SilverBow’s strategy remains longer laterals and more proppant to equal higher EURs. “It’s worked in every basin in the U.S.; it works here in the gas window,” he said.
In its Fasken area close to the Mexico border, Van Riet said, returns compete with any gas play in the U.S.—124% IRR (based on $3 gas and $50 oil) and 14 Bcfe EUR. These wells, drilled on six-well pads for less than its $5 million AFE, pay out in less than a year.
“Of the top 50 wells in the dry gas window, defined as 12-month cumm’ed production, we’ve drilled 20 of those top 50. Our task is to extend that north and east of that position with Gen 5 completions that haven’t seen much [technology uplift] in the last five or six years.”
He added that the basin changes quite a bit not only in depth and pressure moving northeastward, but also in rock type.
“We are finding that different areas require different casing programs. They require different efforts to drill the curve, different types of drilling in the landing, drilling the horizontal,” he said. In its Oro Grande position in La Salle and McMullen counties, with well costs near $8 million, returns clock out at 60%.
SilverBow added a second rig to its program in March and hit 200 MMcf/d of production in August. It has another 700 gross undrilled locations remaining.
Economic disparity
In response to critics that report the region needs $4 gas to break even, Thaeler strikes back. “Do you think [we] would be in this area if $4 was the breakeven point for their gas?

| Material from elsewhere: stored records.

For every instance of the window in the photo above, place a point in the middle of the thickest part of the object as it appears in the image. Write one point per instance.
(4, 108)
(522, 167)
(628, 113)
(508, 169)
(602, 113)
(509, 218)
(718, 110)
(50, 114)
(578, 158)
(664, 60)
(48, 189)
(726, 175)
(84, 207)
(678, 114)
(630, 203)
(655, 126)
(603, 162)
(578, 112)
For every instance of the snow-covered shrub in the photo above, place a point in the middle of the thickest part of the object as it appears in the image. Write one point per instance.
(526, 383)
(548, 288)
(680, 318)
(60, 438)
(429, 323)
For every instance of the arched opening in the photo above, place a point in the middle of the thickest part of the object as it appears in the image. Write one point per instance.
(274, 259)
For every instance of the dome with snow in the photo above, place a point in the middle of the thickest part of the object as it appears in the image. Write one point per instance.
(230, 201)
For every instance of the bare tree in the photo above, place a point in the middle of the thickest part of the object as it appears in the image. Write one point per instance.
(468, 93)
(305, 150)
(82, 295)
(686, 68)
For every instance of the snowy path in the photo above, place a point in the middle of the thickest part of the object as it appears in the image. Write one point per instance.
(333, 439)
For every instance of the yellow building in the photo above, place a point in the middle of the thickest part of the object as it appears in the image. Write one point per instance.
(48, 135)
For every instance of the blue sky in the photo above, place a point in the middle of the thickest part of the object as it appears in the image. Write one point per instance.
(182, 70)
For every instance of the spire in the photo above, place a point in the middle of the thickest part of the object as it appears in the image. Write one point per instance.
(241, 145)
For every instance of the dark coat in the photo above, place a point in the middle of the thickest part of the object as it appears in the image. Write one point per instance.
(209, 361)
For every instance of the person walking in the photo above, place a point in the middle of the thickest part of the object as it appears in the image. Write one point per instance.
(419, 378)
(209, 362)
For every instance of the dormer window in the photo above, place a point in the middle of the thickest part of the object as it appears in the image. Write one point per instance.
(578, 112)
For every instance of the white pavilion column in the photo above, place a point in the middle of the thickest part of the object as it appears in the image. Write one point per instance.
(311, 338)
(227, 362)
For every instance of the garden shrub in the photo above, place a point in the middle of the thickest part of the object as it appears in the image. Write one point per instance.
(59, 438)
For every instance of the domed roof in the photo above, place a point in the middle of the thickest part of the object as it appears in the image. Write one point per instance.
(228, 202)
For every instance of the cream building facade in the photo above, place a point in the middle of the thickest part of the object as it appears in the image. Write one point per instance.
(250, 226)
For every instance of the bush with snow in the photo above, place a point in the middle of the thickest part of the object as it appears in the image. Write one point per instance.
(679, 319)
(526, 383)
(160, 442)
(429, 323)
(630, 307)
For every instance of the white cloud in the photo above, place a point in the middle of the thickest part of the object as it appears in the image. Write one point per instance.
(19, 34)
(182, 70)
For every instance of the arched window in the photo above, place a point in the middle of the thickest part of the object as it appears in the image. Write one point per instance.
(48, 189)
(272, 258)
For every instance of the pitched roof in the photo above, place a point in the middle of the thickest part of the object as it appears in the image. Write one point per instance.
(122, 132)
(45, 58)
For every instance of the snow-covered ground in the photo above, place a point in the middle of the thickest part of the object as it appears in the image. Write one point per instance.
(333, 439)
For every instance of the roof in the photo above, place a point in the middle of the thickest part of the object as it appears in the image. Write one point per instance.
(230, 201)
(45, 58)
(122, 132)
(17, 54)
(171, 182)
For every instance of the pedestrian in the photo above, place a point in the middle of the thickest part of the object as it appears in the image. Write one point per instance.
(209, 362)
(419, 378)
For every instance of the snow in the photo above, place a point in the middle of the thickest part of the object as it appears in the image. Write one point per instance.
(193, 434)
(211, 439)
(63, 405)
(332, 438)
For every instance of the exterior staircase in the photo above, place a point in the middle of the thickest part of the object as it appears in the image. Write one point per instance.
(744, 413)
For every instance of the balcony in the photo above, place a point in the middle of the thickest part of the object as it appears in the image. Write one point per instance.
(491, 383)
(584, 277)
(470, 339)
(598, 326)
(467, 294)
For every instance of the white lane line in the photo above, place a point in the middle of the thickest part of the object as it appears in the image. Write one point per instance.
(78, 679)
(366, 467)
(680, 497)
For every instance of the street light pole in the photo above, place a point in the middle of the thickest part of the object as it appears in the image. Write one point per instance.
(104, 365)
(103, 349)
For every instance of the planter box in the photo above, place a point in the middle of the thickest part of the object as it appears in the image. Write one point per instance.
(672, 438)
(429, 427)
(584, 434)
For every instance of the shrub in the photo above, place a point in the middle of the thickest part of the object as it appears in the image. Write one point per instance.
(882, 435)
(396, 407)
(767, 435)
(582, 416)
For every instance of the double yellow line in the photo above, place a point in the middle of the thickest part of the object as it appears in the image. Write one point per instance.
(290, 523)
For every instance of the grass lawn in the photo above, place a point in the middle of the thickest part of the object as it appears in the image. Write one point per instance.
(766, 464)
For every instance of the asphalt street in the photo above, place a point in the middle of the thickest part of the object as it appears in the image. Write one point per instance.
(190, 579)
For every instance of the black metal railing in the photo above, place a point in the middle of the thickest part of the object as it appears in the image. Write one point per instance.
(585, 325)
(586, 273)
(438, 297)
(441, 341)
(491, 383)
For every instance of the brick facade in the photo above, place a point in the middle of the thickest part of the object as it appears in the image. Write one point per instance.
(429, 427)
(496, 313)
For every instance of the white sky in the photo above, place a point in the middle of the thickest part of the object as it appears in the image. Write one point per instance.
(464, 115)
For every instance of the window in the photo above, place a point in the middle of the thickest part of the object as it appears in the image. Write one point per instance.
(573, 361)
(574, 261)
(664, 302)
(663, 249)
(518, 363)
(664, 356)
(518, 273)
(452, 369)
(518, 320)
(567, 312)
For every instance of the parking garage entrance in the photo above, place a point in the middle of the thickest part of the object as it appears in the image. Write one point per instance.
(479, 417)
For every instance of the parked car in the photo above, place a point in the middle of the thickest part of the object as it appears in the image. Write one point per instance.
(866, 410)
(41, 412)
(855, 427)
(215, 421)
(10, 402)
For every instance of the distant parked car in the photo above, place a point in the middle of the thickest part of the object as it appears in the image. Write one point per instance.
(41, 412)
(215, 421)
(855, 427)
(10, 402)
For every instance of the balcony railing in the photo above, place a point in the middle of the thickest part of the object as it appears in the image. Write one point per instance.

Before entering the play, he said, his team stress tested results at $2.25/Mcf, “and we are happy to continue operations under $2.25. These are economic wells at today’s gas prices. If I had my pick of anywhere in the U.S. to be with natural gas, it would be in South Texas.”
Bottom line, he said, “we expect high returns on our capital during this development phase, or we wouldn’t be doing it. There is plenty of value in dry gas Eagle Ford.”

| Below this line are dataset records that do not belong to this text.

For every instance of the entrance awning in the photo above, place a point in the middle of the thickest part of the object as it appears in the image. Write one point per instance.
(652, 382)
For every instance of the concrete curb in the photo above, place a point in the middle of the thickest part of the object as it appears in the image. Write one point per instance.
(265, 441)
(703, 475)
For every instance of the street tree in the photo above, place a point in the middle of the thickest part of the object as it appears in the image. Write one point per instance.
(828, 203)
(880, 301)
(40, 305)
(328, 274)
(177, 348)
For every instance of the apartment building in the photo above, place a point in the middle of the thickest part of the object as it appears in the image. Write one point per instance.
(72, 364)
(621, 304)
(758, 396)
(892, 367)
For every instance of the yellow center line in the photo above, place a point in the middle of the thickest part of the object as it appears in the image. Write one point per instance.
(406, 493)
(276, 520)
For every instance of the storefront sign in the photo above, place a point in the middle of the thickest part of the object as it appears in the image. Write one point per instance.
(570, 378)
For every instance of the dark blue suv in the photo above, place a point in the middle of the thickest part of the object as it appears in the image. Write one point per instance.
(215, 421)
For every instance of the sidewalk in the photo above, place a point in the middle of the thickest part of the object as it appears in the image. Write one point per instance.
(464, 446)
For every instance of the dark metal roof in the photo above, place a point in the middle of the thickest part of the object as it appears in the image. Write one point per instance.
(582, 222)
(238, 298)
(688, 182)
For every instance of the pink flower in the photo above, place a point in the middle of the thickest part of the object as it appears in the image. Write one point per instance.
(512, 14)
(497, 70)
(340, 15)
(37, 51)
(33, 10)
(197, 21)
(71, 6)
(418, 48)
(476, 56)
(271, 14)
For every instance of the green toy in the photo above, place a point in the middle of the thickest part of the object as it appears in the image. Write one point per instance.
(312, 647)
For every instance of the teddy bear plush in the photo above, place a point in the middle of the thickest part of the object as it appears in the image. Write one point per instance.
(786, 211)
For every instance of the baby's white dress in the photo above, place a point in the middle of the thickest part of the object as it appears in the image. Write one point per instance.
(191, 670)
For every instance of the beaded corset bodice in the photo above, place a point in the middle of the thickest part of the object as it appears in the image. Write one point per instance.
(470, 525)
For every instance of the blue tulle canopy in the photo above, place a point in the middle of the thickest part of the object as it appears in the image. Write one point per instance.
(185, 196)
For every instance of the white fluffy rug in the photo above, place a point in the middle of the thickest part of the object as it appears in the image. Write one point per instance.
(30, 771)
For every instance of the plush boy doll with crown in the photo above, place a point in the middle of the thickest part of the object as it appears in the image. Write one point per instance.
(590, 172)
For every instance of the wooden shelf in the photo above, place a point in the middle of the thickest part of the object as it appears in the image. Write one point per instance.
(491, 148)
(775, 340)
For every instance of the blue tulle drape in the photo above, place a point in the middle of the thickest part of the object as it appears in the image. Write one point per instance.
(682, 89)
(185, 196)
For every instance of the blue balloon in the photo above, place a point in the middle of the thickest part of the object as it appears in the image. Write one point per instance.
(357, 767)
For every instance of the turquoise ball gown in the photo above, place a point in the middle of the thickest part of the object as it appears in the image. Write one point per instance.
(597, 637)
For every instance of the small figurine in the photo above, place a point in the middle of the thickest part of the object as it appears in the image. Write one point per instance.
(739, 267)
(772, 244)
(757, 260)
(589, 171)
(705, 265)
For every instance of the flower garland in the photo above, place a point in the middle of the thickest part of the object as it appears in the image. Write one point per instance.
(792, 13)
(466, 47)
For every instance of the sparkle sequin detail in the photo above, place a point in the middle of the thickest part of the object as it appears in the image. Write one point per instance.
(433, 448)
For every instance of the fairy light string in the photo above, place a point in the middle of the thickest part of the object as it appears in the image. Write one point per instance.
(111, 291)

Thaeler suggests naysayers are confusing the economics by equating costs and completions in the oil window with those in the dry gas window. “These are different beasts,” he said. “And what you need in a really tight oil formation and how you fracture and stimulate that rock is different than what you need in gas.”
Both Vitruvian and SilverBow said they are in the beginning “innings” of their operations in the Eagle Ford gas fairway and are still learning from their own data and shared information from competitors.
The results of later innings may decide the debate over whether Eagle Ford gas is an overlooked opportunity.
“It has been neglected and forgotten about for a while,” Van Riet noted, “so it’s just now seeing the increased lateral lengths and proppant intensity you see elsewhere. And we’re getting a very high rate of change.”
Thaeler confirmed the shale’s potential: “I think there is enough data out there that clearly show these are economic wells at today’s gas prices. I’m confident that gas in South Texas is the right place to be.”